La flambée des prix des carburants traditionnels contraste avec la stabilité des alternatives
Le détroit d'Ormuz, passage stratégique pour 20 % du pétrole mondial, est bloqué par l'Iran depuis le début du conflit au Moyen-Orient. Cette situation a provoqué une explosion des prix des carburants fossiles, plongeant les automobilistes dans l'inquiétude. Alors que le litre d'essence ou de diesel frôle ou dépasse désormais les 2 euros, une lueur d'espoir subsiste pour les conducteurs de véhicules utilisant des carburants alternatifs.
Le bioéthanol E85 : une stabilité remarquable face à la crise
Pour la majorité des Français possédant une voiture à carburant traditionnel, la facture à la pompe est devenue salée, avec des prix oscillant entre 1,89 euro et 2,10 euros le litre. En revanche, les véhicules compatibles avec le bioéthanol E85 bénéficient d'une situation bien plus favorable. Selon Carbu.com, le prix moyen de l'E85 s'établit à 0,80 euro le litre, n'ayant augmenté que de 4 % sur le dernier mois. Les données gouvernementales révèlent des variations locales significatives, allant de 1 euro à Barcelonnette (Alpes-de-Haute-Provence) à seulement 0,69 euro à Annœullin (Nord).
GPL et GNV : des options économiques et stables
Le GPL affiche également une remarquable stabilité, avec un prix moyen de 0,973 euro le litre.
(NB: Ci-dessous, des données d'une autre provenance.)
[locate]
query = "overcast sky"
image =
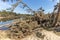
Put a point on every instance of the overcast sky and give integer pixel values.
(47, 5)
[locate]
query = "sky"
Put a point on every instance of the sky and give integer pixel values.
(47, 5)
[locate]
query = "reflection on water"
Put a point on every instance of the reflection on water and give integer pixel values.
(4, 27)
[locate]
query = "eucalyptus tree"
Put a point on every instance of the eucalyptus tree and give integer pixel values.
(53, 19)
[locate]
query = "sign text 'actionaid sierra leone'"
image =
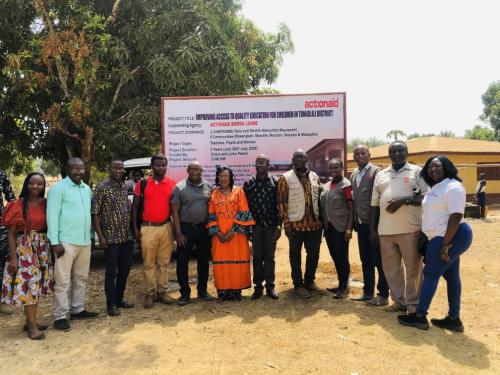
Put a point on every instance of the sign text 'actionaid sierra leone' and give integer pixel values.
(232, 131)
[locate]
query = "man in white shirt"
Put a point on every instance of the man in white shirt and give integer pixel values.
(396, 220)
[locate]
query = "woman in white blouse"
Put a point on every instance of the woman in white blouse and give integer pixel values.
(449, 237)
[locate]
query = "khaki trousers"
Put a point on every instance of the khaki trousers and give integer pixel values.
(156, 244)
(402, 266)
(70, 270)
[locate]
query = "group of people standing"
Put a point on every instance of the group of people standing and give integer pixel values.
(399, 213)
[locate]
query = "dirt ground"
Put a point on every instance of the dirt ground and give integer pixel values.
(287, 336)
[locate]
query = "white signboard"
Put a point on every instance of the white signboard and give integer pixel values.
(232, 131)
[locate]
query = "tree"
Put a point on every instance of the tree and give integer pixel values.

Bien qu'une légère hausse de 0,8 % ait été enregistrée sur les huit derniers jours, le prix a en réalité baissé de 2,5 % sur l'année écoulée. On trouve du GPL entre 0,875 euro et 1,139 euro dans les stations du Nord, et entre 0,949 euro et 2,083 euros dans l'Hérault, à Vendres.
Le GNV (gaz naturel pour véhicules), principalement destiné aux professionnels et aux poids lourds, se situe quant à lui légèrement au-dessus d'1 euro le litre. Cependant, son accessibilité reste limitée, avec moins de 400 stations proposant du GNC ou du GNL sur l'ensemble du territoire français.
L'hydrogène : une alternative coûteuse mais prometteuse
L'hydrogène représente une option encore plus rare, dont le prix n'est pas affecté par la crise au Moyen-Orient. Son coût est calculé au kilo plutôt qu'au litre. En 2023, selon le site HRS, un kilo d'hydrogène coûtait entre 10 et 20 euros, offrant une autonomie d'environ 100 km pour un véhicule de tourisme. Engie prévoit que d'ici 2026, le prix variera entre 10 et 15 euros le kilo, un niveau comparable à celui des carburants traditionnels.
Le véritable frein à l'adoption de l'hydrogène réside dans le prix des véhicules, qui s'échelonne entre 60 000 et 70 000 euros, voire près de 80 000 euros pour des modèles comme le Hyundai Nexo. Ce dernier promet une autonomie impressionnante de 826 km avec un réservoir de 6,69 kg, soit un coût d'environ 1,20 euro pour 100 kilomètres.
En conclusion, alors que la crise pétrolière frappe durement les automobilistes dépendants des carburants traditionnels, les alternatives comme le bioéthanol E85, le GPL et le GNV offrent une bouffée d'oxygène financière. L'hydrogène, bien que plus onéreux à l'achat, se profile comme une solution d'avenir, notamment pour les professionnels et les conducteurs soucieux de réduire leur empreinte carbone.